Déficit budgétaire: Boussaid va dépasser ses objectifs
Le déficit budgétaire se situera entre 3% et 3,2% du PIB cette année 2017, si on extrapole à partir des chiffres des dix premiers mois de l'année. En 2013, il était de 7,3%. C'est une performance. L'objectif officiel était de 3,5%.
A fin octobre 2017 et en comparaison avec la même période de 2016, l’exécution de la loi de Finances, sur la base des recettes encaissées et des dépenses émises, laisse apparaître les principales évolutions ci-après:
>Au niveau des recettes
Une augmentation des recettes ordinaires de 3,5% provenant de:
1- la hausse des recettes douanières de 3,4%: droits de douane (-6,4%), TVA à l’importation (+6,6%) et taxe intérieure de consommation (TIC) sur les produits énergétiques (+2,2%);
2- l’augmentation de la TIC sur les tabacs manufacturés (+4,9%) et des autres TIC (+8,9%);
3- la hausse de 6,8% de la fiscalité domestique: IS (+13,7%), IR (+2,3%), TVA à l’intérieur (+7%), droits d’enregistrement et timbre (+0,6%) et majorations de retard (-2,9%).
Les recettes de la TVA à l’intérieur ont augmenté de 7% ou +1,1 MMDH, sachant qu’à fin octobre 2016 la TVA à l’intérieur avait enregistré une baisse de 5,4% par rapport à son niveau à fin octobre 2015 ou -914 MDH (15,9 MMDH contre 16,8 MMDH).
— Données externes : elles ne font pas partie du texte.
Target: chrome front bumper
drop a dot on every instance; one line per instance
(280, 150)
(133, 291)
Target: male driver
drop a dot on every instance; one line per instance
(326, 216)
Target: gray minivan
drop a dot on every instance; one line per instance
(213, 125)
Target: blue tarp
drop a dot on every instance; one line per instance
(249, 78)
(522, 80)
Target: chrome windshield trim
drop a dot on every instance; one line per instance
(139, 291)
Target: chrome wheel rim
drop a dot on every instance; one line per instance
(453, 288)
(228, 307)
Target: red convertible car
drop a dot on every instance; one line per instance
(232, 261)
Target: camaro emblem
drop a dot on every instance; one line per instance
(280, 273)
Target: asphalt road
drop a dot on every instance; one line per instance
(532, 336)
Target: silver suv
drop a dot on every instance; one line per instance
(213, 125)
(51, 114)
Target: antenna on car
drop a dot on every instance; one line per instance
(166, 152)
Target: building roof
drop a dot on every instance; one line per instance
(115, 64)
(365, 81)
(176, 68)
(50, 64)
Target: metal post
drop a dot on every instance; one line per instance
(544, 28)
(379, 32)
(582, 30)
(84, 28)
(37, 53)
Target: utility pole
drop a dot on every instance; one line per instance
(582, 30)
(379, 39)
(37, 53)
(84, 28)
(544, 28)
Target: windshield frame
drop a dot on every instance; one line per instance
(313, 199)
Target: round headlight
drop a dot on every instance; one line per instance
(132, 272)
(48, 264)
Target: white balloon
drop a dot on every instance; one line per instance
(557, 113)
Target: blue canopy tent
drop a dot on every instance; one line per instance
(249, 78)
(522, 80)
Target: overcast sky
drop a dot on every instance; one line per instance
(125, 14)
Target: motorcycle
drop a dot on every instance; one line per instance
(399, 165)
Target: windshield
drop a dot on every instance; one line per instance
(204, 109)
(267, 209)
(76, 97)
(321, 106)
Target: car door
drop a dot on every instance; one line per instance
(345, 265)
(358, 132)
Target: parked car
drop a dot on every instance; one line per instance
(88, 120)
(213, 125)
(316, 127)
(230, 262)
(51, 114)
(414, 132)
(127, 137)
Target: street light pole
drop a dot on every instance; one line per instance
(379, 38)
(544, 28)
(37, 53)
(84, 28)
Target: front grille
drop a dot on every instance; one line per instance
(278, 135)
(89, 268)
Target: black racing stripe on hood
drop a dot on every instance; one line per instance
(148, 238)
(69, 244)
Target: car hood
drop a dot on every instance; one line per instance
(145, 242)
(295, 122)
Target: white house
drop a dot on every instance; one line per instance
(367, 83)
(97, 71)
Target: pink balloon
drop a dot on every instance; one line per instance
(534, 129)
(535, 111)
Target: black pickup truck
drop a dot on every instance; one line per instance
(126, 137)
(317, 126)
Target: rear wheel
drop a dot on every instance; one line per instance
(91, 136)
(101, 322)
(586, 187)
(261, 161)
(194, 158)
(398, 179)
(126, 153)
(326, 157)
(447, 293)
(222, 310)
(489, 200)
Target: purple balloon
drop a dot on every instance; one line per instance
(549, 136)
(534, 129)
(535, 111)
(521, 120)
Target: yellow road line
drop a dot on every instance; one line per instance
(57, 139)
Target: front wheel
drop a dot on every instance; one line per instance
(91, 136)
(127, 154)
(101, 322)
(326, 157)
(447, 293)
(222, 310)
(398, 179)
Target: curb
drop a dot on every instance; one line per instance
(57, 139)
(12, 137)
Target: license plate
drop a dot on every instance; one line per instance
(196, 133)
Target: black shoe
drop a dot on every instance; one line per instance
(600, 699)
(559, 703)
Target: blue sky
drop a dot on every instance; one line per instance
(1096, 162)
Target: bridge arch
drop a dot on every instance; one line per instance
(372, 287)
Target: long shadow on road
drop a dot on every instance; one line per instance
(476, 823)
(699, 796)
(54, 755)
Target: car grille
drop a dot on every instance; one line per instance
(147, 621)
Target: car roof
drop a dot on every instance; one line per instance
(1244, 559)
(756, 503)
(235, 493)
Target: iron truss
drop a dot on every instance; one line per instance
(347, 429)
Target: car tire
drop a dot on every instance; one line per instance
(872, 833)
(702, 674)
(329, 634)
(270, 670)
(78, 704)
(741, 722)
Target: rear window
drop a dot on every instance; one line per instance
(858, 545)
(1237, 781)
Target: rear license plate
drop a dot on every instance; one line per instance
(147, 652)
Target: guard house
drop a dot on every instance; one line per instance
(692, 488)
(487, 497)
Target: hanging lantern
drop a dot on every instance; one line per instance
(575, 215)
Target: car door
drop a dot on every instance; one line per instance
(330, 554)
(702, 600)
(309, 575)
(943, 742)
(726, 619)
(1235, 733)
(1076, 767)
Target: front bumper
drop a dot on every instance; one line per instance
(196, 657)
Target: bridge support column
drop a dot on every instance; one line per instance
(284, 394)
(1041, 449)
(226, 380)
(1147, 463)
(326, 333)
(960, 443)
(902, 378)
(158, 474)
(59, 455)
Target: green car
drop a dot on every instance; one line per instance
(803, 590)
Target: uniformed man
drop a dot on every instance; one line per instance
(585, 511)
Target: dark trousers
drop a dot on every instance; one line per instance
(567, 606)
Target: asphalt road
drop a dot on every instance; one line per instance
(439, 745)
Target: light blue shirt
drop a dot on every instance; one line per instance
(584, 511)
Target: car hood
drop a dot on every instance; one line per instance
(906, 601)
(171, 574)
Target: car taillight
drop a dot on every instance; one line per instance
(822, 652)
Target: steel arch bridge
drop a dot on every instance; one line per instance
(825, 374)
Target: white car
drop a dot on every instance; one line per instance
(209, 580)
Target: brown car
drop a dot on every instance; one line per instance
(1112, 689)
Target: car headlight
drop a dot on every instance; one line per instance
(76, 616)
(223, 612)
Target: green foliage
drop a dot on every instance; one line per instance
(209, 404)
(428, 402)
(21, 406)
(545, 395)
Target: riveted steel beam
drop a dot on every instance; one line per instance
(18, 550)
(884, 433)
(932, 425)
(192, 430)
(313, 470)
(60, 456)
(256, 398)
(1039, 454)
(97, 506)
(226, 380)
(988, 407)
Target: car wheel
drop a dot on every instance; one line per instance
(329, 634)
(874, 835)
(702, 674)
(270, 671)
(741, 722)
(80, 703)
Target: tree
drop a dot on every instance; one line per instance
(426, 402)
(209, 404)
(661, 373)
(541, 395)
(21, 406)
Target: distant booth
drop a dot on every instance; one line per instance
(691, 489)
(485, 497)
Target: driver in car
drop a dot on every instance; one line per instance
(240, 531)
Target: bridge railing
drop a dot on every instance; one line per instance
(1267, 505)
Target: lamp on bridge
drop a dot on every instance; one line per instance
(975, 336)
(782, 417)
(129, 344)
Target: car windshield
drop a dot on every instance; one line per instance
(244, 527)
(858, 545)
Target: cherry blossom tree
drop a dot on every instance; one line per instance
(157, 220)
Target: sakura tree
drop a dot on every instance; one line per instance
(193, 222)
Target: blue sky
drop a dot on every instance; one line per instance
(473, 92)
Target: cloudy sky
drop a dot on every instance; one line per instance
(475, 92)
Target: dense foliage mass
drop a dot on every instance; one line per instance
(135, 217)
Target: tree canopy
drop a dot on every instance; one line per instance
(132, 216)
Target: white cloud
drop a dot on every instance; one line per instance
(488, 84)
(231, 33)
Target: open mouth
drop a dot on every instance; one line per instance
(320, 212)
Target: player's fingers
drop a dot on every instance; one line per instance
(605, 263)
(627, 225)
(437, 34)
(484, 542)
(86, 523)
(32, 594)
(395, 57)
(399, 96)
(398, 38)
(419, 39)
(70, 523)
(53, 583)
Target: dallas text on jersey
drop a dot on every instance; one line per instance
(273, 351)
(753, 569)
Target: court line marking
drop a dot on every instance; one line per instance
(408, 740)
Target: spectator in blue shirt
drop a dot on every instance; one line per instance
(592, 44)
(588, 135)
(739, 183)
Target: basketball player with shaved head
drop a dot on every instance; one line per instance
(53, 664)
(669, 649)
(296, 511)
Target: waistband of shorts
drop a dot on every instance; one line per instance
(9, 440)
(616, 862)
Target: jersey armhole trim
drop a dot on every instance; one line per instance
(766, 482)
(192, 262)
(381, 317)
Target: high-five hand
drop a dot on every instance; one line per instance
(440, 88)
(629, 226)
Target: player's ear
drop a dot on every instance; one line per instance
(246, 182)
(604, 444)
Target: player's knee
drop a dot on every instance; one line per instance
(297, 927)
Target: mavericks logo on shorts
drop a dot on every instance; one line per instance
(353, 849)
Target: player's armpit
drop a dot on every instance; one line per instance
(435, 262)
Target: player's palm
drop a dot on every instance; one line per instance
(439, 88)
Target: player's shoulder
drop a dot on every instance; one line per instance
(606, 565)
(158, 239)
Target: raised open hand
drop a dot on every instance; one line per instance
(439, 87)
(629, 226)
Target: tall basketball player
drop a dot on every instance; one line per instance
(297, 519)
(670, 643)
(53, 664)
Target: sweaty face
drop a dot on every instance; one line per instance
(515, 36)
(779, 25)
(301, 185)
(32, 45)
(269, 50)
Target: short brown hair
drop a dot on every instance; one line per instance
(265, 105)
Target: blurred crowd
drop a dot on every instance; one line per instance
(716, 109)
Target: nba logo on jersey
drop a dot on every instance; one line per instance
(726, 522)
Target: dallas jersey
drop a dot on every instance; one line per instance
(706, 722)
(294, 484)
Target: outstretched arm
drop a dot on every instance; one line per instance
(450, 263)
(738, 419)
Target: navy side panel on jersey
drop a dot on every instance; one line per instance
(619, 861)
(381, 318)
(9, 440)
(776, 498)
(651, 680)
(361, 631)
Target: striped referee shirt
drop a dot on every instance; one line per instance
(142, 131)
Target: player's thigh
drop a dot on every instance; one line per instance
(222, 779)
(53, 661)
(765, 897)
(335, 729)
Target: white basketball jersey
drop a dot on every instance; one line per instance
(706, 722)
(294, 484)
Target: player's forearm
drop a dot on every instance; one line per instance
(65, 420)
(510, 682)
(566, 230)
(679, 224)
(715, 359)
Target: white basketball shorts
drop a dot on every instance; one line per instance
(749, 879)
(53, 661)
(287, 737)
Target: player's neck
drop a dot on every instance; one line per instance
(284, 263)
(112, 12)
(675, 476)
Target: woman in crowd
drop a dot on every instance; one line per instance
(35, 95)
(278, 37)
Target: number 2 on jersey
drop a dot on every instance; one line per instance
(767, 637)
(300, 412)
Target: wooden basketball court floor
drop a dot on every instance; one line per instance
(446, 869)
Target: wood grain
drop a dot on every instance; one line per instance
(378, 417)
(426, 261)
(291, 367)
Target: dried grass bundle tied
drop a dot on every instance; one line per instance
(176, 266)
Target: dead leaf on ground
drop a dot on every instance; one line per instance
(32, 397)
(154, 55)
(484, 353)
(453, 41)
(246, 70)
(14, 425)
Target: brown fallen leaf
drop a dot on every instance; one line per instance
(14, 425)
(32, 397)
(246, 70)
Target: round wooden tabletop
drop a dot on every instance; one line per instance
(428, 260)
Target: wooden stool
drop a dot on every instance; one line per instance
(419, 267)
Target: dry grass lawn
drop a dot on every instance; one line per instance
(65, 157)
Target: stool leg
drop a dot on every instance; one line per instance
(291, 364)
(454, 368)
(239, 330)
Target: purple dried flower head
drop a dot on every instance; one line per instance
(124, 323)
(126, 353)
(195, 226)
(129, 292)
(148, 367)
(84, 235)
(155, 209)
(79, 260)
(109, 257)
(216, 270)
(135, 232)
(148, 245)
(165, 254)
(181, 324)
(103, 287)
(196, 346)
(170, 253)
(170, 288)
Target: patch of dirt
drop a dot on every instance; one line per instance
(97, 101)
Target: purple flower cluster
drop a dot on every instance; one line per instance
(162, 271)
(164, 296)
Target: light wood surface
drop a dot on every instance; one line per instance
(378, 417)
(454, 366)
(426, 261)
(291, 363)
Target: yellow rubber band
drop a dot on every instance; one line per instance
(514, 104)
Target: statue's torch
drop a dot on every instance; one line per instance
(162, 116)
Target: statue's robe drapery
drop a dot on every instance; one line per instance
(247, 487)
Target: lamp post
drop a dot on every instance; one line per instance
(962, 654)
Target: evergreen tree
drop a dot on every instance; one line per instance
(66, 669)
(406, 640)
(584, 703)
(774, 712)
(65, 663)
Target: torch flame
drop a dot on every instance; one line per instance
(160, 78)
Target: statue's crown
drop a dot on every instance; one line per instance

Les recettes de la TVA à l’intérieur tiennent compte de remboursements pour un montant de 5.677 MDH à fin octobre 2017 contre 6.731 MDH à fin octobre 2016.
4- la baisse des recettes non fiscales de 15% en raison notamment de la diminution de 66% des recettes en atténuation de dépenses de la dette (613 MDH contre 1,8 MMDH), de 3,4% des recettes de monopoles (7 MMDH contre 7,2 MMDH) et de la réalisation en 2016 d’une recette de privatisation de 570 MDH, conjuguée à la hausse de 24% des fonds de concours (1 MMDH contre 810 MDH).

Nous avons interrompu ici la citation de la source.